# MacBook OS Tiger --> Leopard USB



## Lamamac (17 Juillet 2014)

Bonjour,

Je viens d'acquérir un MacBook Blanc (1,86Ghz 2Go ram) sous Tiger 10.4.11. Cependant, cet OS me semble bien obsolète. Je me suis donc renseigné pour installer Léopard mais il faut un CD d'installation, et c'est le hic, le lecteur CD ne fonctionne pas.

J'ai vu qu'on pouvais créer une clé USB d'installation pour un OS X. 

Je me tourne vers vous pour me guider dans cette petite aventure.. J'ai une connexion internet, un macbook compatible et une clé usb de 32 GO.

Si j'ai bien compris, les étapes sont :
1. Télécharger un .dmg de léopard
2. Créer la clé usb bootable sur le mac
3. Insérer la clé usb et démmarer sur la clé

Est-ce bon ? Et par ce biais un peu olé olé de l'installation, peut-on aller directement à Mountain Lion tant qu'à faire ou il faut tout de même faire ces étape pour léo, SL puis lion ?

Merci de m'éclairer.


----------



## lamainfroide (17 Juillet 2014)

Bonsoir,

je résume pour être sûr d'avoir bien compris.
Tu désires installer Léopard sur ton MB dont le cd ne fonctionne pas.
Pour ce faire tu veux créer une clef bootable à partir d'un dmg chargé sur le web.
C'est ça ?

Alors je pense que tu n'es pas sur le bon forum.
Il est fort possible qu'ici personne ne te renseigne concernant l'installation d'un OS "chopé" sur le net.

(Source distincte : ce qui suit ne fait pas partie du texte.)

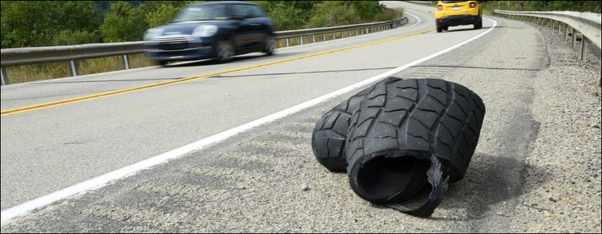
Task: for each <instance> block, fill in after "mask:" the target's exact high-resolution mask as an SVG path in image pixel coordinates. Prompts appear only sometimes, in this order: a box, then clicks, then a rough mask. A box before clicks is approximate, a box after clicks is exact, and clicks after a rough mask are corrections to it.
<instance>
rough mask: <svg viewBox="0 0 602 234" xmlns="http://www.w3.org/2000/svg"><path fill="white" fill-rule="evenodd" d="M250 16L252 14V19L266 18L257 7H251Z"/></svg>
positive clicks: (253, 6) (261, 12) (264, 14)
mask: <svg viewBox="0 0 602 234" xmlns="http://www.w3.org/2000/svg"><path fill="white" fill-rule="evenodd" d="M251 14H253V17H254V18H262V17H266V16H265V12H263V10H261V8H259V7H258V6H251Z"/></svg>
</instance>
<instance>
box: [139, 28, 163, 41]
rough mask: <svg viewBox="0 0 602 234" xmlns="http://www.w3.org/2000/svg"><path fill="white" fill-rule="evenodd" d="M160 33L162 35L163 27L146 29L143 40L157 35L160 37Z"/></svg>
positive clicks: (152, 38)
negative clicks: (160, 28)
mask: <svg viewBox="0 0 602 234" xmlns="http://www.w3.org/2000/svg"><path fill="white" fill-rule="evenodd" d="M161 35H163V29H156V28H151V29H149V30H146V32H145V33H144V40H145V41H151V40H153V39H155V38H157V37H160V36H161Z"/></svg>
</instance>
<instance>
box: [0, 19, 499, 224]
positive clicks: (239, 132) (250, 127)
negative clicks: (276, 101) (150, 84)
mask: <svg viewBox="0 0 602 234" xmlns="http://www.w3.org/2000/svg"><path fill="white" fill-rule="evenodd" d="M486 19H487V20H489V21H492V22H493V26H492V27H491V28H490V29H489V30H487V31H485V32H483V33H481V34H479V35H477V36H475V37H472V38H471V39H468V40H466V41H464V42H462V43H459V44H457V45H455V46H452V47H450V48H447V49H445V50H442V51H440V52H437V53H435V54H432V55H430V56H427V57H425V58H422V59H419V60H416V61H414V62H412V63H409V64H406V65H404V66H401V67H398V68H396V69H393V70H390V71H388V72H385V73H383V74H380V75H378V76H375V77H372V78H369V79H367V80H364V81H361V82H359V83H356V84H353V85H351V86H348V87H346V88H343V89H340V90H337V91H334V92H332V93H329V94H326V95H324V96H321V97H318V98H315V99H313V100H310V101H307V102H305V103H301V104H299V105H296V106H293V107H291V108H288V109H286V110H283V111H280V112H277V113H275V114H272V115H269V116H266V117H263V118H261V119H258V120H255V121H253V122H250V123H247V124H244V125H241V126H238V127H235V128H232V129H230V130H227V131H225V132H222V133H218V134H216V135H213V136H210V137H207V138H205V139H202V140H200V141H197V142H194V143H192V144H189V145H186V146H183V147H181V148H178V149H175V150H172V151H169V152H167V153H164V154H161V155H158V156H155V157H152V158H149V159H146V160H144V161H141V162H138V163H136V164H133V165H130V166H127V167H124V168H121V169H118V170H116V171H113V172H110V173H107V174H104V175H101V176H99V177H96V178H94V179H91V180H88V181H85V182H82V183H79V184H76V185H74V186H71V187H69V188H65V189H62V190H59V191H56V192H54V193H51V194H48V195H46V196H43V197H40V198H37V199H34V200H31V201H28V202H25V203H23V204H21V205H18V206H15V207H12V208H10V209H7V210H4V211H2V212H1V214H0V216H2V222H1V226H4V225H5V224H7V223H9V222H8V221H10V220H11V219H13V218H15V217H17V216H22V215H25V214H27V213H28V212H31V211H34V210H36V209H40V208H43V207H45V206H48V205H50V204H52V203H54V202H57V201H60V200H63V199H66V198H70V197H73V196H77V195H82V194H85V193H86V192H89V191H92V190H95V189H99V188H102V187H104V186H106V185H109V184H110V183H114V182H116V181H118V180H121V179H125V178H127V177H130V176H132V175H135V174H137V173H139V172H141V171H143V170H147V169H150V168H152V167H155V166H157V165H161V164H164V163H167V162H168V161H170V160H174V159H177V158H181V157H183V156H186V155H189V154H191V153H194V152H196V151H199V150H201V149H204V148H206V147H208V146H210V145H213V144H216V143H219V142H221V141H224V140H226V139H228V138H230V137H233V136H235V135H238V134H240V133H242V132H246V131H248V130H251V129H253V128H256V127H259V126H261V125H264V124H267V123H270V122H273V121H276V120H278V119H281V118H284V117H286V116H288V115H291V114H294V113H297V112H299V111H301V110H304V109H306V108H309V107H312V106H315V105H317V104H320V103H322V102H325V101H327V100H329V99H332V98H334V97H337V96H340V95H343V94H346V93H349V92H351V91H353V90H354V89H358V88H361V87H363V86H365V85H368V84H371V83H374V82H376V81H378V80H381V79H383V78H386V77H389V76H391V75H393V74H396V73H398V72H400V71H403V70H405V69H408V68H410V67H412V66H414V65H417V64H420V63H423V62H426V61H428V60H431V59H433V58H436V57H439V56H441V55H443V54H446V53H449V52H450V51H453V50H455V49H457V48H460V47H461V46H463V45H466V44H468V43H470V42H472V41H475V40H477V39H479V38H481V37H482V36H484V35H486V34H488V33H489V32H491V31H492V30H493V29H495V28H496V26H497V21H495V20H492V19H489V18H486Z"/></svg>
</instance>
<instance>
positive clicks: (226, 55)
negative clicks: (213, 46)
mask: <svg viewBox="0 0 602 234" xmlns="http://www.w3.org/2000/svg"><path fill="white" fill-rule="evenodd" d="M234 55H236V51H235V49H234V44H233V43H232V42H230V41H219V42H218V43H217V45H216V48H215V59H216V60H217V62H219V63H228V62H230V61H232V59H233V58H234Z"/></svg>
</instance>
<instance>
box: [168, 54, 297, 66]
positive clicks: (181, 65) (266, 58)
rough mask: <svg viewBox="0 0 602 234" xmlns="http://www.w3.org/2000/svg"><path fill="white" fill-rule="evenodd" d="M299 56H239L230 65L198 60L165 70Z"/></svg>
mask: <svg viewBox="0 0 602 234" xmlns="http://www.w3.org/2000/svg"><path fill="white" fill-rule="evenodd" d="M297 54H301V53H282V54H279V53H277V52H276V54H274V55H272V56H266V55H264V54H257V55H256V54H248V55H239V56H236V57H234V58H232V61H230V62H228V63H220V62H219V61H217V60H215V59H203V60H198V61H190V62H181V63H176V64H170V65H167V66H165V67H163V68H179V67H197V66H214V65H222V64H229V63H236V62H242V61H248V60H257V61H262V60H267V59H270V58H280V57H281V58H286V57H291V56H293V55H297Z"/></svg>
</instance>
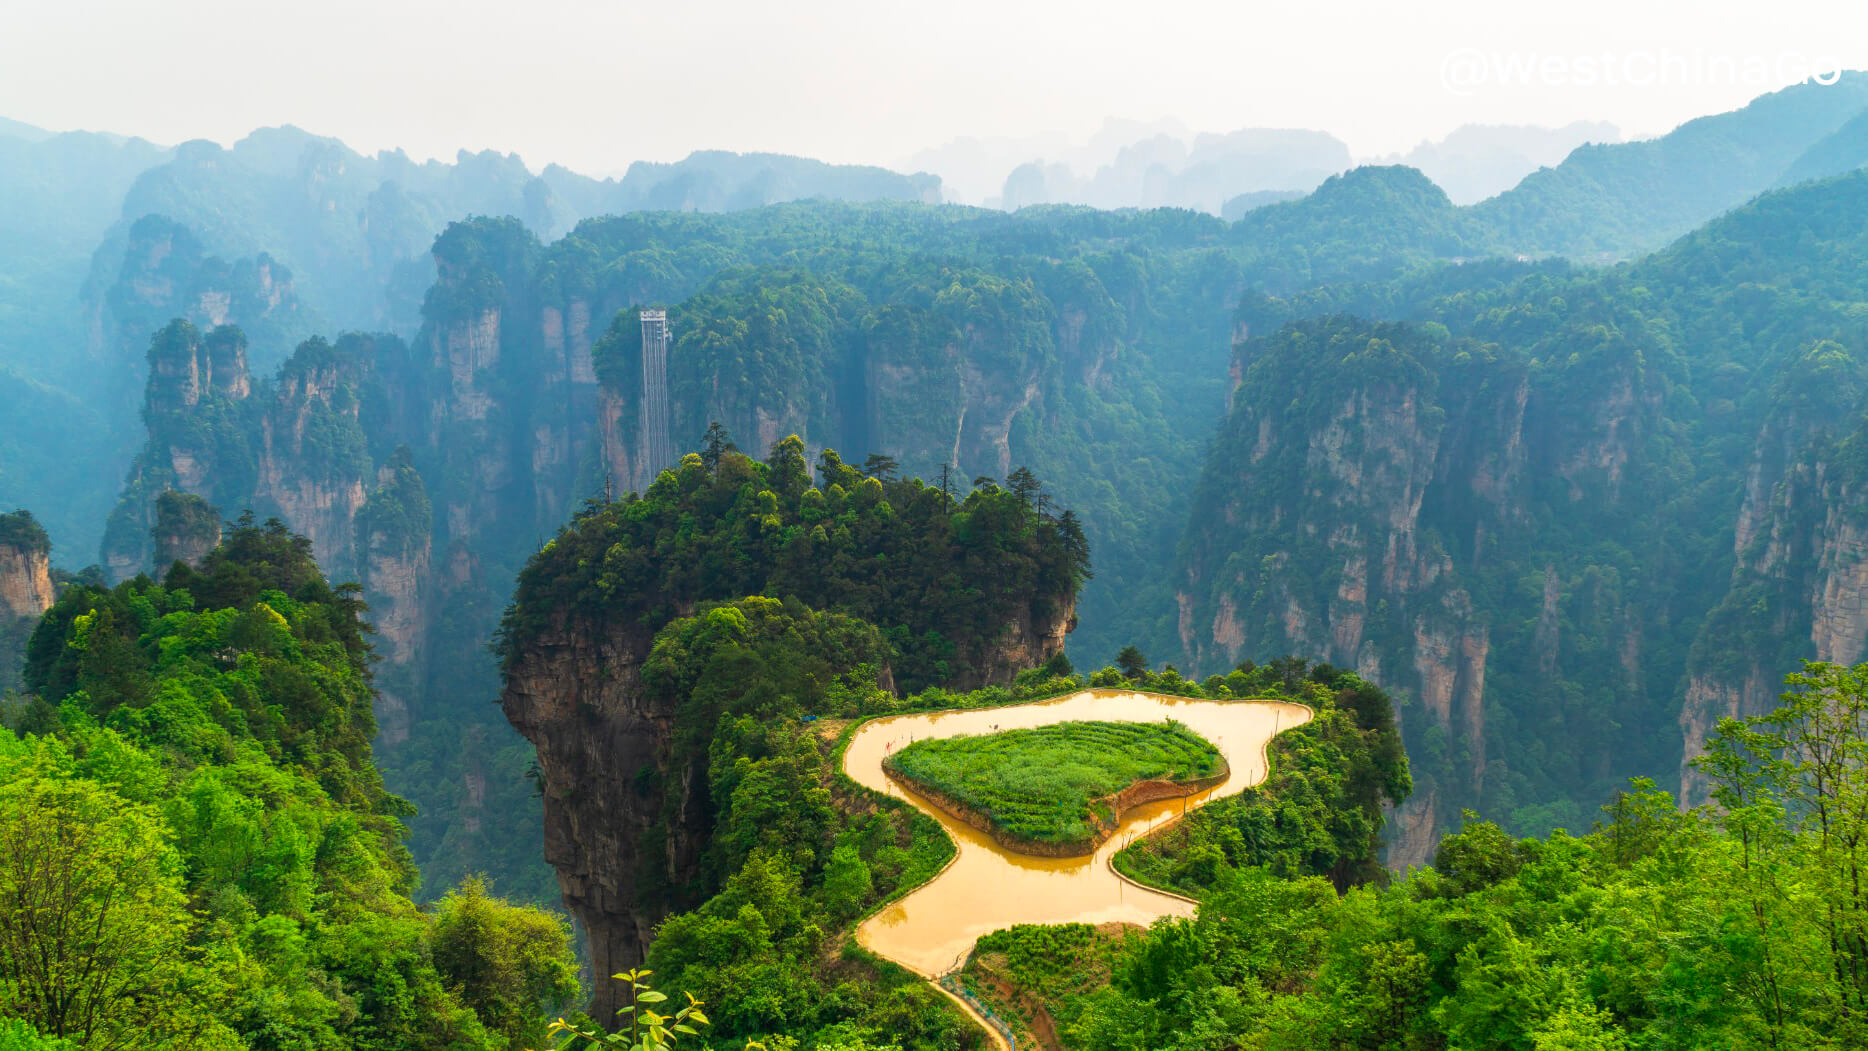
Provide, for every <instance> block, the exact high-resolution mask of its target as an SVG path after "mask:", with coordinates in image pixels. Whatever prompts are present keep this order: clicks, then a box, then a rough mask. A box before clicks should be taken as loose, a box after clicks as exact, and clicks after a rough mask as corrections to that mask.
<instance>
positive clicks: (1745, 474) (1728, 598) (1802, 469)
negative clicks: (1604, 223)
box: [1177, 172, 1868, 861]
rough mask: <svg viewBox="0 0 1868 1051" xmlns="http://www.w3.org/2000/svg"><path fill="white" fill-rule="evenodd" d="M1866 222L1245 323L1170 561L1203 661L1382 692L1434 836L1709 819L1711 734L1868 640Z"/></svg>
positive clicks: (1845, 204)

Toutefois tu peux toujours investir dans un lecteur portable (que l'on trouve à des prix fort raisonnables) et acheter, c'est encore faisable, sur le site apple le cd d'installation de Snow Léopard.
Pour upgrader vers Lion ou Mountain Lion il te faudra vérifier la compatibilité de ton Mac, et notamment vérifier si tes 2 Go de Ram sont suffisants.

Bonne soirée.


----------



## jellyboy74 (17 Juillet 2014)

tiens : 

https://www.youtube.com/watch?v=1E9E_1iztC4&index=3&list=UU6C--GqFtlrqsZkWhV8SfPA

j'ai fait le tuto pour g4/g5 mais ça marche pour Intel. Faut juste mettre en partition GUID.


----------



## Lamamac (17 Juillet 2014)

Je comprends que vous êtes contre le Dl, mais je souhaite découvrir OS X avec ce Mac pour savoir si ça me plait ou non pour investir par la suite dans un modèle récent. Voyez-cela comme une version d'essai ! 

Je vous remercie pour vos réponses, je regarderais la vidéo ce soir. 

Combien de temps dur une opération de mise à jour comme celle-ci ?

Enfin j'ai une question plus général : peut on passer de Tiger à SnowLeopard ou absolument Leopart avant ? Car même en CD Leopart tout court se fait rare..

---------- Nouveau message ajouté à 13h19 ---------- Le message précédent a été envoyé à 12h55 ----------

J'ai regardé la vidéo et je me rappelle avoir fait les mêmes étapes avec virtualbox sur PC. 

J'essaye cela ce soir, si je vous tiens au courant. 

Merci.


----------



## pascalformac (17 Juillet 2014)

et bien si tu veux prendre de BONNES habitudes commence par fuir les methodes douteuses

par ailleurs tu dis que tu veux " découvrir"

et bien Tiger est un très bon OS
un peu ancien mais très bon.

et sinon Snow leopard est toujours en vente chez Apple pour 18 euros


----------



## Lamamac (17 Juillet 2014)

Trop obsolète pour mon utilisation (Photoshop, after effect, garage band etc)

Je ne trouve plus de logiciels tournant sur Tiger..


----------



## Lamamac (17 Juillet 2014)

J'ai suivi le tuto, tout s'est bien passé, merci beaucoup.


----------



## lamainfroide (18 Juillet 2014)

Lamamac a dit:


> Trop obsolète pour mon utilisation (Photoshop, after effect, garage band etc)
> 
> Je ne trouve plus de logiciels tournant sur Tiger..



[MODE CYNIQUE] Oh, je suis persuadé que tu peux trouver un photoshop tournant sur Tiger de la même manière que tu as trouvé ton OS.
Et garageband, lui, est présent sur Tiger.[/MODE CYNIQUE]


----------